7

I am running ELK (Elasticsearch, Logstash, Kibana) in cluster where docker containers are running. Those containers sends logs to Logstash via GELF endpoint.

docker run  --log-driver=gelf --log-opt gelf-address=udp://somehost:12201 -ti    my-app:latest 

And then I process logs in Logstash. Here, I want to collapse multiline messages and merge them into a single event (Java exception in my case). My config is:

input {
    gelf {} 
}
filter{
    multiline {
      pattern => "^%{TIMESTAMP_ISO8601}"
      negate => true
      what => "previous"
      source => "short_message"
      }
}
output {
    stdout { codec => rubydebug }
}

It works perfectly when I process logs from one docker container, but for two or more it does not work, because it collapse messages of both (or more) logs streams.

I would expect, that setting up multilining in input would solve the problem

input {
    gelf {
      filter{
         multiline {
            pattern => "^%{TIMESTAMP_ISO8601}"
            negate => true
            what => "previous"
         }
     }
}

but multilining does not work correctly with this set up (seems because of bug). Any suggestions? Thanks.

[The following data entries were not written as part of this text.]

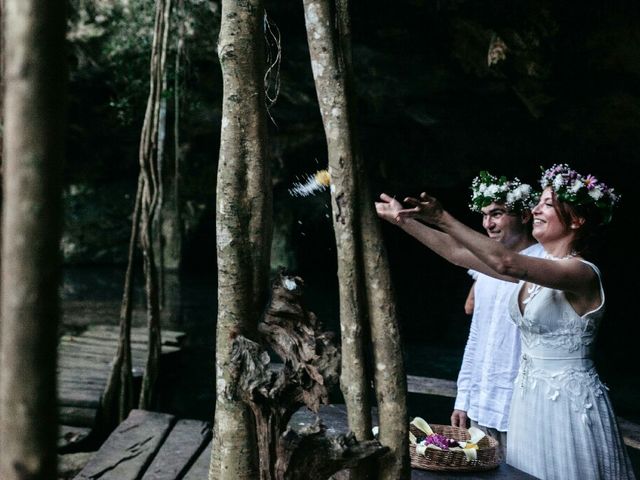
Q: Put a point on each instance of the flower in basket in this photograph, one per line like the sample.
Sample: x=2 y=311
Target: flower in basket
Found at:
x=440 y=442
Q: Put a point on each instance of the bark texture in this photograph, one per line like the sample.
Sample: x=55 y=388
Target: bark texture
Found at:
x=150 y=150
x=329 y=72
x=243 y=225
x=34 y=102
x=339 y=119
x=386 y=345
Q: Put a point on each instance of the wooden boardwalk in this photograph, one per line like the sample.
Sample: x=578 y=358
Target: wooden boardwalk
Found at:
x=157 y=446
x=84 y=363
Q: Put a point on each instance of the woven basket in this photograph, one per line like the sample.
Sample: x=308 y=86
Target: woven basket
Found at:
x=441 y=460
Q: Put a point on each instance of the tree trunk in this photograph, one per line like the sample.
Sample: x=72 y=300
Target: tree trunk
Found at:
x=243 y=225
x=151 y=180
x=117 y=399
x=1 y=79
x=35 y=97
x=329 y=75
x=389 y=373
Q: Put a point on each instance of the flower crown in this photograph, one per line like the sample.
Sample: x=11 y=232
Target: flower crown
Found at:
x=571 y=187
x=487 y=188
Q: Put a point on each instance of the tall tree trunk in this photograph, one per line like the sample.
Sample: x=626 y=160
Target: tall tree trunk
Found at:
x=329 y=73
x=1 y=78
x=117 y=399
x=35 y=97
x=243 y=225
x=389 y=373
x=151 y=180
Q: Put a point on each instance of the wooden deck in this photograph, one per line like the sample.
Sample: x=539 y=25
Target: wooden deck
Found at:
x=84 y=363
x=157 y=446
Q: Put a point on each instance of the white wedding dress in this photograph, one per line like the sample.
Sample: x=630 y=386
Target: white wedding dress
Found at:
x=561 y=424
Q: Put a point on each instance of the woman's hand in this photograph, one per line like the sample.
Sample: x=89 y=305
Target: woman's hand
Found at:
x=426 y=208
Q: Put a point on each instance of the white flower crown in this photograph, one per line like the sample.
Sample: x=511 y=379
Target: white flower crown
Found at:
x=487 y=189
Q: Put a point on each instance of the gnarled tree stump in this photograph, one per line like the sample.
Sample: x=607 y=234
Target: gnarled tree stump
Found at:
x=311 y=364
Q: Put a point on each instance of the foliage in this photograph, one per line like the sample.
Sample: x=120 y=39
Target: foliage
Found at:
x=110 y=47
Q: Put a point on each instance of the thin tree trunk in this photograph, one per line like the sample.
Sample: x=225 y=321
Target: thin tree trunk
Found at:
x=117 y=400
x=151 y=181
x=34 y=103
x=389 y=373
x=243 y=228
x=329 y=75
x=177 y=234
x=386 y=345
x=1 y=78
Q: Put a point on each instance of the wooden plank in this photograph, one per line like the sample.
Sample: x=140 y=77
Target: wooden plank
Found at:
x=79 y=398
x=77 y=416
x=108 y=345
x=138 y=334
x=130 y=448
x=200 y=468
x=181 y=448
x=104 y=356
x=503 y=472
x=68 y=435
x=432 y=386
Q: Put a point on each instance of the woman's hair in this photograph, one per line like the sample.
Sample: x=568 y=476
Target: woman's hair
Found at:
x=568 y=213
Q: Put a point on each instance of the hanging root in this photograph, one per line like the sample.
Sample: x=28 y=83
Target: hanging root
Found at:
x=273 y=60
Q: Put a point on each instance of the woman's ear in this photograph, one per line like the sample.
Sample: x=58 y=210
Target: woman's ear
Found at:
x=576 y=222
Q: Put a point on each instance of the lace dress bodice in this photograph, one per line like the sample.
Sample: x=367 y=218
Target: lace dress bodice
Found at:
x=561 y=424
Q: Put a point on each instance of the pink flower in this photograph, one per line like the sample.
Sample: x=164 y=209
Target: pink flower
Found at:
x=590 y=182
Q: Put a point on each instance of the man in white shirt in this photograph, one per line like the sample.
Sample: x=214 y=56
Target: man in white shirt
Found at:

I am using: Docker 1.9.1, Logstash 2.1

jiri463
  • 859
  • 1
  • 8
  • 21

1 Answers1

9

We solved it by using the option 'stream_identity' of the multiline filtering.

The stream identity is how the multiline filter determines which stream an event belongs to. This is generally used for differentiating, say, events coming from multiple files in the same file input, or multiple connections coming from a tcp input.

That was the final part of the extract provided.